Charting the 1k sumTo:

  let csr0 = fromIntegral <$> take 10000 (csr!!numChart) -- summing to 1000
  let csr1 = (\x -> min x (trunc*deciles 5 csr0 !! 5)) <$> csr0
  fileSvg "other/vector1k.svg" (750,250) $ pad 1.1 $ histLine csr1

unboxed

  !asu <- (fmap U.fromList <$>) <$> sequence $ (\x -> samples x uniform mwc) . floor <$> as
  let sumu :: U.Vector Double -> Double
      sumu x = U.foldl (+) 0 x
  void $ warmup 100
  (csu,_) <- spins n tick sumu asu
  reportQuantiles csu as "other/vectoru.md"
 1.00e0:  16.0 28.6 29.6 30.4 35.8 1.02e6
 1.00e1:  3.40 5.28 5.51 7.53 8.16 1.78e5
 1.00e2:  2.46 4.13 4.16 4.20 4.21 1.62e4
 1.00e3:  2.19 2.55 2.56 3.05 3.06 1.36e3
 1.00e4:  2.17 2.17 2.52 3.01 3.32 162

Charting the 1k sumTo:

  let csu0 = fromIntegral <$> take 10000 (csu!!numChart) -- summing to 1000
  let csu1 = (\x -> min x (trunc*deciles 5 csu0 !! 5)) <$> csu0
  fileSvg "other/vectoru1k.svg" (750,250) $ pad 1.1 $ histLine csu1

storable

  !ass <- (fmap S.fromList <$>) <$> sequence $ (\x -> samples x uniform mwc) . floor <$> as
  let sums :: S.Vector Double -> Double
      sums x = S.foldl (+) 0 x
  void $ warmup 100
  (css,_) <- spins n tick sums ass
  reportQuantiles css as "other/vectors.md"
 1.00e0:  12.0 19.5 20.3 22.8 53.7 7.52e5
 1.00e1:  2.20 3.40 4.66 4.87 6.53 1.01e5
 1.00e2:  2.34 2.46 2.53 2.54 2.55 9.88e3
 1.00e3:  2.19 2.20 2.24 2.27 2.27 1.04e3
 1.00e4:  2.17 2.17 2.52 3.01 3.01 98.7

Charting the 1k sumTo:

  let css0 = fromIntegral <$> take 10000 (css!!numChart) -- summing to 1000
  let css1 = (\x -> min x (trunc*deciles 5 css0 !! 5)) <$> css0
  fileSvg "other/vectors1k.svg" (750,250) $ pad 1.1 $ histLine css1

tickf, ticka, tickfa

These functions attempt to discriminate between cycles used to compute f a (ie to apply the function f), and cycles used to force a. In experiments so far, this act of observation tends to change the number of cycles.

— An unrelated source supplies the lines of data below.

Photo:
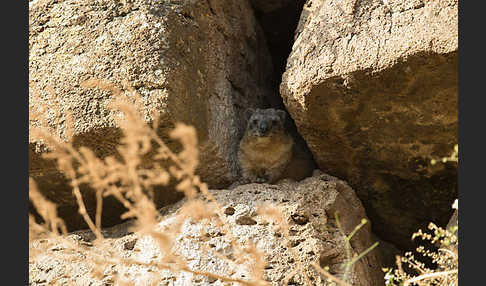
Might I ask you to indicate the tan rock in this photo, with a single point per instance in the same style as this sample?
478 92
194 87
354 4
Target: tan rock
199 62
372 87
308 207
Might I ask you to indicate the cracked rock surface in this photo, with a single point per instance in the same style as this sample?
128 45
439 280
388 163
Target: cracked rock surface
199 62
372 88
308 208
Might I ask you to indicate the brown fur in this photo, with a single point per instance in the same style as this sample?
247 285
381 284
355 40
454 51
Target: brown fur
263 158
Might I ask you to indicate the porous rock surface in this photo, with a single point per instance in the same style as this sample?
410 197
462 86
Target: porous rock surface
308 207
372 87
199 62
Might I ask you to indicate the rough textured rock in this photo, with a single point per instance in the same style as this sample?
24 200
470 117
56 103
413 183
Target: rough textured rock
200 62
308 207
372 87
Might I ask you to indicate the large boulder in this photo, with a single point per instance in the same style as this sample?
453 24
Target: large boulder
199 62
308 208
372 87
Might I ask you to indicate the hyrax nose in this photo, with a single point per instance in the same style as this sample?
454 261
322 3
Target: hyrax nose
263 126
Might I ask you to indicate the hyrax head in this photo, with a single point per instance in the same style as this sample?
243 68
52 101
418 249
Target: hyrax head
265 122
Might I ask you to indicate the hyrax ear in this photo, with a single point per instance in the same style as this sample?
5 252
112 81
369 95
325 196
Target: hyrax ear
248 113
282 115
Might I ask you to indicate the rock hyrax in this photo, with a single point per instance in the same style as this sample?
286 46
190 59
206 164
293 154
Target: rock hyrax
266 148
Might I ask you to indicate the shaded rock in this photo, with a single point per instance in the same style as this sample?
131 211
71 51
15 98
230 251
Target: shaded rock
199 62
372 87
316 241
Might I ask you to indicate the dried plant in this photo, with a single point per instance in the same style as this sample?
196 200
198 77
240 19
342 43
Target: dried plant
131 180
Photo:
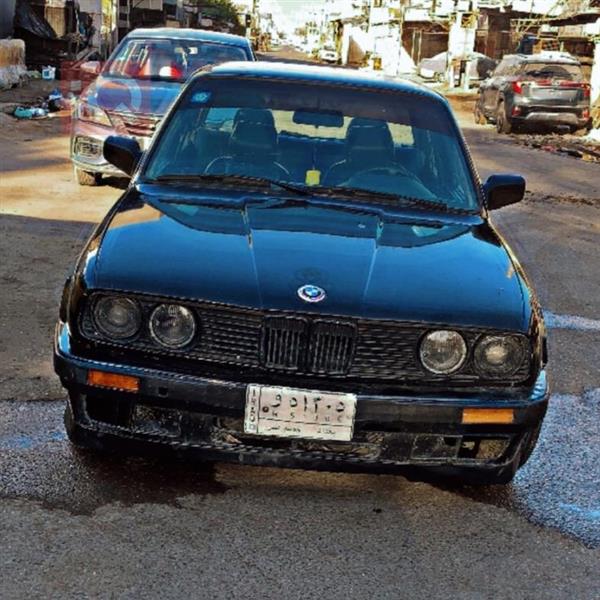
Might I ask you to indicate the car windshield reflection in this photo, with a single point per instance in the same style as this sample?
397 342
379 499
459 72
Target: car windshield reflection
316 137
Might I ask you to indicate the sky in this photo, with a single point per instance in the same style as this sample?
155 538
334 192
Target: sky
288 14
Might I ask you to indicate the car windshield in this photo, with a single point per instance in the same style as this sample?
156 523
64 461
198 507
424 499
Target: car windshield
318 138
164 59
552 71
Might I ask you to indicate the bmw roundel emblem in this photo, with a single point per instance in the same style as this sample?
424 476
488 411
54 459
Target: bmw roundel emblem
311 293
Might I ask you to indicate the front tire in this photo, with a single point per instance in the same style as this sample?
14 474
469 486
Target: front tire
503 123
87 178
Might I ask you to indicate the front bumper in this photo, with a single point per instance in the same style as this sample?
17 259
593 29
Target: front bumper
87 145
203 417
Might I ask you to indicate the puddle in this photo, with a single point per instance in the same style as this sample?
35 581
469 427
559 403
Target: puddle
38 463
560 485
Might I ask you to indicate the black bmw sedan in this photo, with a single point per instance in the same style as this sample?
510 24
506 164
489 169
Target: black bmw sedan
303 273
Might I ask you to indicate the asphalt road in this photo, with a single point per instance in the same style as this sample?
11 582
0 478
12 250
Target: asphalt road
77 525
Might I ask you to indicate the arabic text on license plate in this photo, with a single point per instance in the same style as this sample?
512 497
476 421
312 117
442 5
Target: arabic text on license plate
293 413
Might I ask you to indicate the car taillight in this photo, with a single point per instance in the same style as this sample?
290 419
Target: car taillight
584 87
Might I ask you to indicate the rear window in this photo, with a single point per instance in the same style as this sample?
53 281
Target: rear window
168 59
551 71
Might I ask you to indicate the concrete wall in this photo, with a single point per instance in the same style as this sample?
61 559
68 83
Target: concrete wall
12 62
7 15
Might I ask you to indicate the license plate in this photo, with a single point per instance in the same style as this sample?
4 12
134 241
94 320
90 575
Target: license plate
292 413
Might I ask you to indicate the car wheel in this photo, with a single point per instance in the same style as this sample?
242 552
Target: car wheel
503 124
87 177
478 115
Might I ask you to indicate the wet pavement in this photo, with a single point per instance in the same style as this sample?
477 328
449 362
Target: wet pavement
558 488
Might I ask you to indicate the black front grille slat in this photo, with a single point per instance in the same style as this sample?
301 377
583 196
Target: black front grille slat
332 347
283 342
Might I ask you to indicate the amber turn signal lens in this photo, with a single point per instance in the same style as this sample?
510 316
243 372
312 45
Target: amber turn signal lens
490 416
114 381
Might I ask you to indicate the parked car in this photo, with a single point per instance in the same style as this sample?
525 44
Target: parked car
435 67
544 90
328 54
303 273
137 85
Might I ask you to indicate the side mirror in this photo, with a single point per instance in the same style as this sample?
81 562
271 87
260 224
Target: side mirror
122 152
502 190
90 67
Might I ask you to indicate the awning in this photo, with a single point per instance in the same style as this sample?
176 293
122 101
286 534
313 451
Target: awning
26 18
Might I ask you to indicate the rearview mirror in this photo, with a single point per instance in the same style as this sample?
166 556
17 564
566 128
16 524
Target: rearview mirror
90 67
502 190
318 119
122 152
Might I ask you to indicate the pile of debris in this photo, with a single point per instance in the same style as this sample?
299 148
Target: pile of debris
40 107
586 148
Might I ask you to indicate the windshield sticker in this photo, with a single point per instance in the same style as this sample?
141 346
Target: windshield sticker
201 97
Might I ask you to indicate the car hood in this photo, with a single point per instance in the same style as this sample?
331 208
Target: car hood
258 253
133 95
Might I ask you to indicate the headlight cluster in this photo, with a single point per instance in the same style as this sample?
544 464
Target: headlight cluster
444 351
170 325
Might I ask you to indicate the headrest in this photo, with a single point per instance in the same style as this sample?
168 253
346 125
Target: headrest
362 122
370 138
254 115
253 139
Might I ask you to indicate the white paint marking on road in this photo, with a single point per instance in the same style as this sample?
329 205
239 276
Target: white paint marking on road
571 322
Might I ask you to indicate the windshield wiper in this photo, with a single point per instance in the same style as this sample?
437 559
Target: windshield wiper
218 178
389 197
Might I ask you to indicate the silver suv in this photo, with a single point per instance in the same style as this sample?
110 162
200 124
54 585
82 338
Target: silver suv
539 90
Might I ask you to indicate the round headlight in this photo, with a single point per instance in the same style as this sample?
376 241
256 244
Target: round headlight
172 325
443 352
498 355
117 317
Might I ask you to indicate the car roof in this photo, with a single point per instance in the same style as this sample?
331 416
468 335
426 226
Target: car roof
189 34
316 74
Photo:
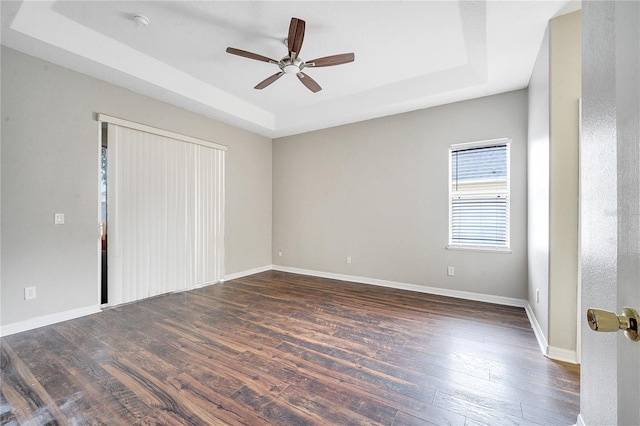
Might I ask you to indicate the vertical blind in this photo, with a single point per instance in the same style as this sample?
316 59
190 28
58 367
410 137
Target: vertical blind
479 196
165 214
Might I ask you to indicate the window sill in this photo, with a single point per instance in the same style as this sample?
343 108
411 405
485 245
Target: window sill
501 250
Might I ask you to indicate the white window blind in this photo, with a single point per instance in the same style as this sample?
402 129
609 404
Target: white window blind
165 212
479 195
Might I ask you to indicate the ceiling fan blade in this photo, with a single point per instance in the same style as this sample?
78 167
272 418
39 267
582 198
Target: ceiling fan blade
267 81
309 82
329 61
296 36
250 55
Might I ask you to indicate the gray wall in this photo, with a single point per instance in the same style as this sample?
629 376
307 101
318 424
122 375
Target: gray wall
50 162
377 191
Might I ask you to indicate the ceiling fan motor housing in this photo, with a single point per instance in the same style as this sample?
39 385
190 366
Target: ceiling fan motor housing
291 66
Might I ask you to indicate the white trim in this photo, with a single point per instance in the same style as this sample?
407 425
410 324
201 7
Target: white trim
561 354
482 249
248 272
537 330
155 131
41 321
552 352
466 145
489 298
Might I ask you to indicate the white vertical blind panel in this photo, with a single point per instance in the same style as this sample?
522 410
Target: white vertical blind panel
165 215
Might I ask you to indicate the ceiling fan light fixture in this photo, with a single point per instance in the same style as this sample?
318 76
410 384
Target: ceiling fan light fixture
289 66
291 69
141 20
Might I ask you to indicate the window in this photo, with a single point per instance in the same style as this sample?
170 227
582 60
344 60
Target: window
479 195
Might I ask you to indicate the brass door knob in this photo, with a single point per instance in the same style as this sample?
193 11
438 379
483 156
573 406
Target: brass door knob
600 320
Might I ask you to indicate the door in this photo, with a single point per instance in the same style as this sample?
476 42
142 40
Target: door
610 192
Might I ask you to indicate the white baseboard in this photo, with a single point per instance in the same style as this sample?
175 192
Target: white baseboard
564 355
537 330
45 320
248 272
500 300
558 354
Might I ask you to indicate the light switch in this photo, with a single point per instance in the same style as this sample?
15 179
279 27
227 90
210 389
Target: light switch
58 219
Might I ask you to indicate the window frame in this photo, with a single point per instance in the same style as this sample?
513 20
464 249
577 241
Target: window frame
506 248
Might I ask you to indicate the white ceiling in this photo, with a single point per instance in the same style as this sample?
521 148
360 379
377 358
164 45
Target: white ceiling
409 54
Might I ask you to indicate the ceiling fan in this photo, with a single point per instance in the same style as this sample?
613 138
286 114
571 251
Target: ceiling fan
293 64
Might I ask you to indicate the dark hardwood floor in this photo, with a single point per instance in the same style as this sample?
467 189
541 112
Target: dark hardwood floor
284 349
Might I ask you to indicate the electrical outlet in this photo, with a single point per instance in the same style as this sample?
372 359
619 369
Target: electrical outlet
29 293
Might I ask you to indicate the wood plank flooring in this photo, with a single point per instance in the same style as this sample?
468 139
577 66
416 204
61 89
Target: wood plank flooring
285 349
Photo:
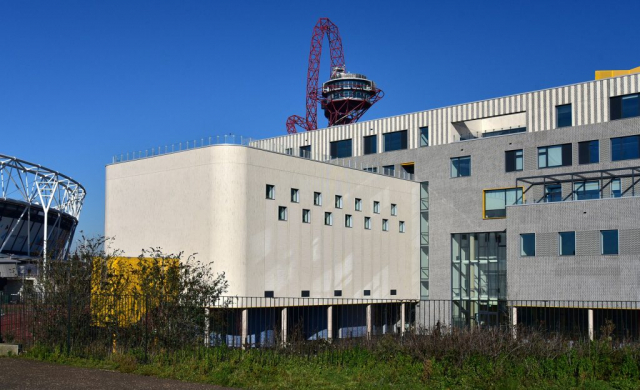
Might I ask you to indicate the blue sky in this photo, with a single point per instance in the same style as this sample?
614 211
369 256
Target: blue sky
81 81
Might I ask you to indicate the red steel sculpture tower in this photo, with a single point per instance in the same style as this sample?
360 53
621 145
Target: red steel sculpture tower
345 97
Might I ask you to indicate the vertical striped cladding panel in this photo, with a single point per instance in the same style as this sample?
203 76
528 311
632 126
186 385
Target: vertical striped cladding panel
590 104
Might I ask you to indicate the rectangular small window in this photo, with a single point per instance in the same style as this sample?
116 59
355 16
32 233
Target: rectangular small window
341 149
563 114
528 244
567 243
513 160
367 223
461 166
609 242
348 221
496 201
589 152
586 190
395 141
625 148
554 156
370 144
424 136
627 106
282 213
271 191
552 193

Separation of the f and a effects in f a

  void $ warmup 100
  (csr2,_) <- spins n tick sumv asr
  (csvf,_) <- spins n tickf sumv asr
  (csva,_) <- spins n ticka sumv asr
  (csvfa,_) <- spins n tickfa sumv asr
  reportQuantiles csr2 as "other/vectorr2.md"
  reportQuantiles csvf as "other/vectorf.md"
  reportQuantiles csva as "other/vectora.md"
  reportQuantiles (fmap fst <$> csvfa) as "other/vectorfaf.md"
  reportQuantiles (fmap snd <$> csvfa) as "other/vectorfaa.md"

a full tick

 1.00e0:  24.0 32.1 33.2 34.0 34.6 7.21e5
 1.00e1:  7.40 8.65 8.86 8.97 9.22 1.36e5
 1.00e2:  6.74 7.14 7.25 7.27 7.31 1.48e4
 1.00e3:  6.69 6.70 6.73 6.74 6.92 1.64e3
 1.00e4:  6.52 6.54 6.91 7.94 9.04 161

just function application

 1.00e0:  14.0 29.0 29.7 30.4 35.8 1.59e6
 1.00e1:  5.20 8.13 8.23 8.88 9.21 1.44e5
 1.00e2:  7.09 7.23 7.25 7.26 7.29 1.42e4
 1.00e3:  6.53 7.81 9.05 9.05 9.14 1.92e3
 1.00e4:  6.52 6.53 6.71 7.59 9.04 197

just forcing a:

 1.00e0:  24.0 25.7 26.9 28.0 29.1 256
 1.00e1:  1.80 2.01 2.15 2.64 3.13 22.6
 1.00e2:  0.180 0.196 0.206 0.216 0.283 2.32
 1.00e3:  0.0120 0.0198 0.0220 0.0229 0.0279 0.128
 1.00e4:  0.00120 0.00459 0.00524 0.00612 0.00725 0.107

the f splice of f a

 1.00e0:  16.0 29.3 30.3 33.1 34.5 1.45e6
 1.00e1:  6.80 7.98 8.13 8.23 8.49 1.44e5
 1.00e2:  6.74 7.92 8.05 9.48 9.51 6.09e5
 1.00e3:  6.53 6.71 7.60 8.76 9.06 2.58e3
 1.00e4:  6.50 6.52 6.91 9.01 9.03 277

the a slice of fa

 1.00e0:  12.0 18.7 21.0 21.8 22.5 136
 1.00e1:  1.20 1.48 2.11 2.18 2.25 12.6
 1.00e2:  0.120 0.210 0.234 0.278 0.283 3.92
 1.00e3:  0.0120 0.0207 0.0222 0.0277 0.0284 0.276
 1.00e4:  0.00120 0.00540 0.00625 0.00718 0.00806 0.102
  pure ()

helpers

showxs :: [Double] -> Double -> Text
showxs qs m =
          sformat (" " % Formatting.expt 2) m <> ": " <>
          mconcat (sformat (" " % prec 3) <$> ((/m) <$> qs))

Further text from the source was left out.